SPRING
RAEng Industrial Fellowship: Intelligent Data Compression
RAEng Industrial Fellowship: Intelligent Data Compression
The idea
Automotive sensors produce a large volume of data. Whether it needs to be transmitted to a processing unit or to be stored, the amount of data is unsustainable. Prof Donzella was awarded a Royal Academy of Engineering Fellowship in "Smart data compression for automotive environmental perception sensors" to tackle this problem together a strong industrial collaboration with onsemi.

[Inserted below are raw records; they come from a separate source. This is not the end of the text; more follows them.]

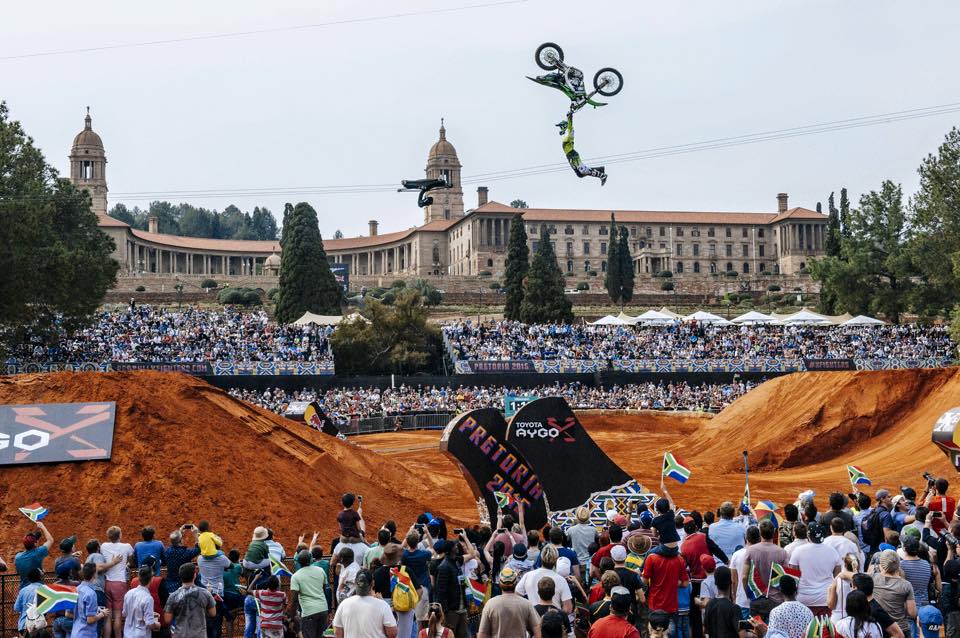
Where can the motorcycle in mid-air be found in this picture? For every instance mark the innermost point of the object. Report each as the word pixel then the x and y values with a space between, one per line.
pixel 568 79
pixel 424 186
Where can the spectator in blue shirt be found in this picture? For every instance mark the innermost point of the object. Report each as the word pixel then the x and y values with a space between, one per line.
pixel 149 547
pixel 88 614
pixel 32 556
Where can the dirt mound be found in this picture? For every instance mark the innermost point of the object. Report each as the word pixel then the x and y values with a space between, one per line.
pixel 184 450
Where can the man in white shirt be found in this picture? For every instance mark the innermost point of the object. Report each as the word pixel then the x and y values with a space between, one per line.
pixel 363 615
pixel 818 565
pixel 527 587
pixel 139 618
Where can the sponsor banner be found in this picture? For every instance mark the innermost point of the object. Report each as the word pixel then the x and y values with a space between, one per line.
pixel 188 367
pixel 829 365
pixel 342 273
pixel 56 432
pixel 477 441
pixel 480 367
pixel 571 466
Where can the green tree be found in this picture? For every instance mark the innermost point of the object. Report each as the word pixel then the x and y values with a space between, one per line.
pixel 395 339
pixel 543 299
pixel 55 264
pixel 516 268
pixel 873 272
pixel 626 267
pixel 935 226
pixel 612 281
pixel 305 277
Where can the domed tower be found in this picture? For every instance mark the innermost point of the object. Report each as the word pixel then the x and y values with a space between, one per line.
pixel 443 162
pixel 88 164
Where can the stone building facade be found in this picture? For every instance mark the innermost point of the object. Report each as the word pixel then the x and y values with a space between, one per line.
pixel 473 242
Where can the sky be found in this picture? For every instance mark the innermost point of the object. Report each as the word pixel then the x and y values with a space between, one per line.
pixel 265 118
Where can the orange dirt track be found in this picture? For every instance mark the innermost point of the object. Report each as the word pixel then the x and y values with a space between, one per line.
pixel 801 431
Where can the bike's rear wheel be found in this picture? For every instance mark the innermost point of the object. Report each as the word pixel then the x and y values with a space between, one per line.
pixel 608 82
pixel 547 56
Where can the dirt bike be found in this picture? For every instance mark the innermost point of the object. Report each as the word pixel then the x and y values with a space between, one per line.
pixel 424 186
pixel 568 79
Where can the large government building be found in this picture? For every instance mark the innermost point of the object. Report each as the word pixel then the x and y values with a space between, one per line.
pixel 455 240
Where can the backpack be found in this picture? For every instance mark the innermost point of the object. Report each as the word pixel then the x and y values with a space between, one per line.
pixel 404 594
pixel 872 529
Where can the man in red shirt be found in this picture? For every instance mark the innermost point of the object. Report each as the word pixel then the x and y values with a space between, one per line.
pixel 615 625
pixel 938 501
pixel 664 575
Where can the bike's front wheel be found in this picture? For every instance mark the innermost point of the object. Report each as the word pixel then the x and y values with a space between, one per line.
pixel 547 56
pixel 608 82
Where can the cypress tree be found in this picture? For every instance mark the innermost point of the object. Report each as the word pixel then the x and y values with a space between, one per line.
pixel 544 301
pixel 306 283
pixel 612 281
pixel 516 269
pixel 626 267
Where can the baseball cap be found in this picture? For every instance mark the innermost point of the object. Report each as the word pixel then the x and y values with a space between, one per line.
pixel 930 621
pixel 620 599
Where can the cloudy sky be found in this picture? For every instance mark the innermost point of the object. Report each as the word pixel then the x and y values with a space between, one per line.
pixel 283 114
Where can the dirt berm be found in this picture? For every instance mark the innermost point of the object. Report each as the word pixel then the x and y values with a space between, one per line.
pixel 184 450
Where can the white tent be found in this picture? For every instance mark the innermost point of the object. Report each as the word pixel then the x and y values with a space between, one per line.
pixel 319 320
pixel 653 317
pixel 707 317
pixel 609 320
pixel 807 318
pixel 862 320
pixel 753 318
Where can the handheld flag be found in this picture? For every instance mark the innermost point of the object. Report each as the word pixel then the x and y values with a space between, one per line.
pixel 755 586
pixel 54 598
pixel 674 468
pixel 857 477
pixel 778 572
pixel 35 512
pixel 278 569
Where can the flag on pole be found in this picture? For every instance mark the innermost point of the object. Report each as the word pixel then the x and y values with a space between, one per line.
pixel 857 477
pixel 35 512
pixel 674 468
pixel 278 569
pixel 54 598
pixel 778 572
pixel 755 586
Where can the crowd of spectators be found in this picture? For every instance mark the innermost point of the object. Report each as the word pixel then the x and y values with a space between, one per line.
pixel 341 403
pixel 511 341
pixel 139 333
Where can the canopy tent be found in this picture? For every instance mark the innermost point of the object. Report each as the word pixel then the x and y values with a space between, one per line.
pixel 609 320
pixel 707 317
pixel 862 320
pixel 754 318
pixel 806 318
pixel 319 320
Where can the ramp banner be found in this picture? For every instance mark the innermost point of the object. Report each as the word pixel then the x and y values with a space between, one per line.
pixel 476 440
pixel 56 432
pixel 573 470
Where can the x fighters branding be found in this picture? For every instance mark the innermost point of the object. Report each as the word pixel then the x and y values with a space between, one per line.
pixel 553 430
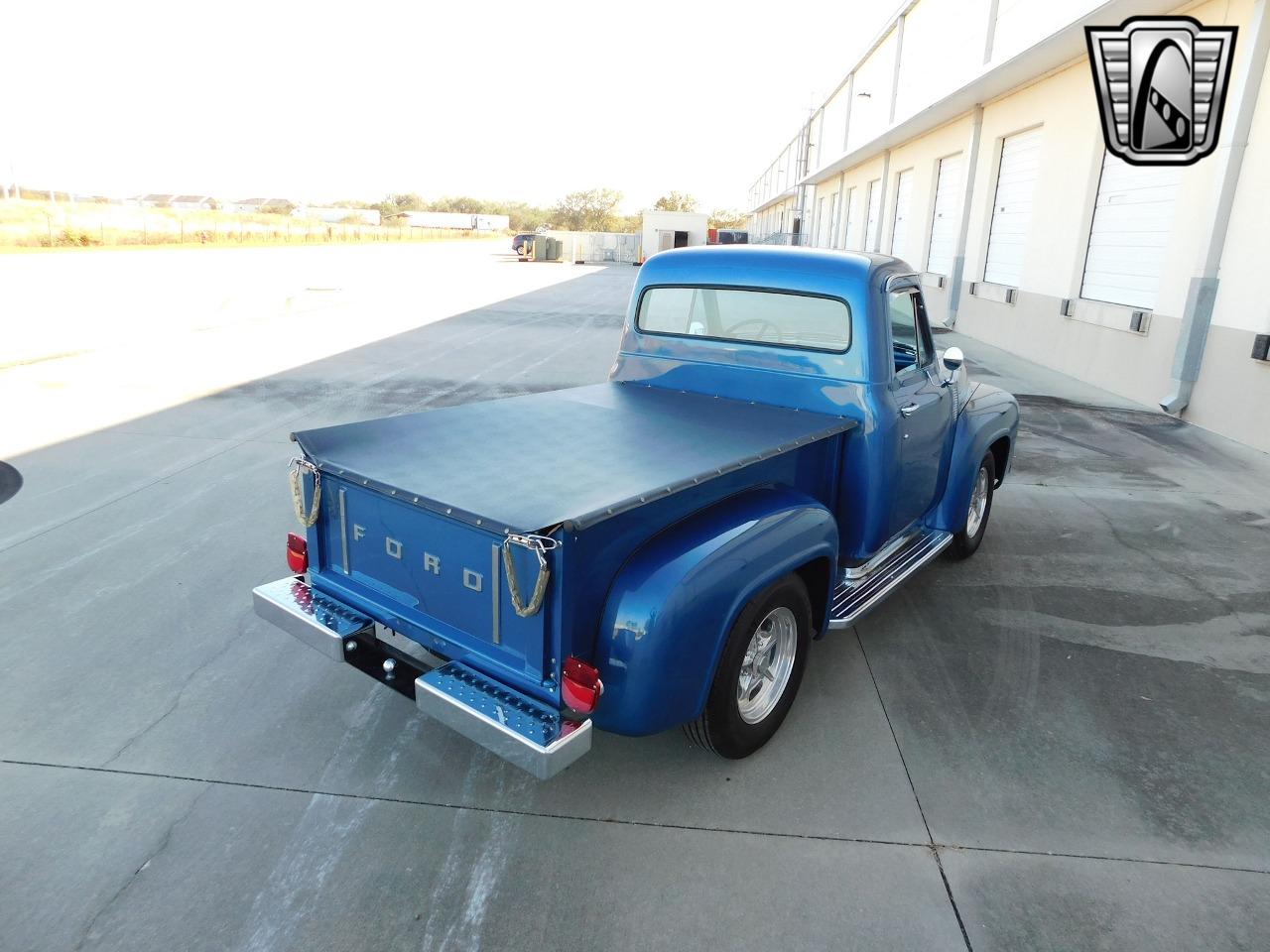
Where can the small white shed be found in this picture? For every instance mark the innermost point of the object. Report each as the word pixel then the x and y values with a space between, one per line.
pixel 666 230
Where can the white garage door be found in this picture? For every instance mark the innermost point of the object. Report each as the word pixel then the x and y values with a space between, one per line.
pixel 874 220
pixel 1132 220
pixel 903 207
pixel 1011 211
pixel 851 232
pixel 944 223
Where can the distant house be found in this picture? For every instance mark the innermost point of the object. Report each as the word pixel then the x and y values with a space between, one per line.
pixel 258 206
pixel 336 214
pixel 191 203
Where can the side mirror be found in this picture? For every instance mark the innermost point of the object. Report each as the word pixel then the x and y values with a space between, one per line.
pixel 952 361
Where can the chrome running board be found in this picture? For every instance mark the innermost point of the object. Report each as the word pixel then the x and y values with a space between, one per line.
pixel 855 597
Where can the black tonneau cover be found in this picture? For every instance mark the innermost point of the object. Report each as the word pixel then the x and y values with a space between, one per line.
pixel 570 456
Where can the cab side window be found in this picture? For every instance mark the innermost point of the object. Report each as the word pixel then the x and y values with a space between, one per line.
pixel 908 341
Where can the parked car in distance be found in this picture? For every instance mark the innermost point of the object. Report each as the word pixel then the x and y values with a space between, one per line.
pixel 779 447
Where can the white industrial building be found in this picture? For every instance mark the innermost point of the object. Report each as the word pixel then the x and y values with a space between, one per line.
pixel 661 230
pixel 968 141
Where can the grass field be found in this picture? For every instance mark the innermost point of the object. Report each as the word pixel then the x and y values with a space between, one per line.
pixel 27 223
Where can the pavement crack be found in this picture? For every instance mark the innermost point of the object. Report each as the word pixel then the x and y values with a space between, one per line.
pixel 617 821
pixel 177 697
pixel 933 846
pixel 154 853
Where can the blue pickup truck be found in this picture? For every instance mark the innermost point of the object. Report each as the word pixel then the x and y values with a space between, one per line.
pixel 779 445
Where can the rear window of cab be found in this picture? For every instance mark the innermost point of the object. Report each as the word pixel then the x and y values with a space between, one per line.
pixel 774 317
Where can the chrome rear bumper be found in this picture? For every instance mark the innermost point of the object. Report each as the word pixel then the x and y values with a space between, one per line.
pixel 504 721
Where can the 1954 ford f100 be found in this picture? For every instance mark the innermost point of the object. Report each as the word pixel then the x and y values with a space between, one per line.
pixel 778 448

Object detection performance on lossy data
Lossy data compression provides much higher compression ratio at the cost of introducing minor changes to the data which cannot be recovered. The automotive KITTI dataset was compressed using different levels of AVC and HEVC compression codecs. Machine learning based object detectors (Faster-RCNN and Yolov5) were retrained with the compressed data which demonstrated that some compression can improve the detection performance, and be used as a form of fine-tuning. Additionally, the lossy compression did not adversely affect detection performance, up to a compression ratio of 160:1.
RGB vs Bayer
RGB images contain 3 colour intensity channels, as opposed to Bayer which is 1 intensity channel. Hence, RGB carries 3 times more data than Bayer. Most existing machine learning algorithms use RGB images as the input. This work explored the effect of changing the input to Bayer. A Yolov4 network was modified from the first layer to take 1 channel inputs. The results demonstrated that there were no major detriment to using Bayer data, even with a network which was not bespoke designed for Bayer inputs.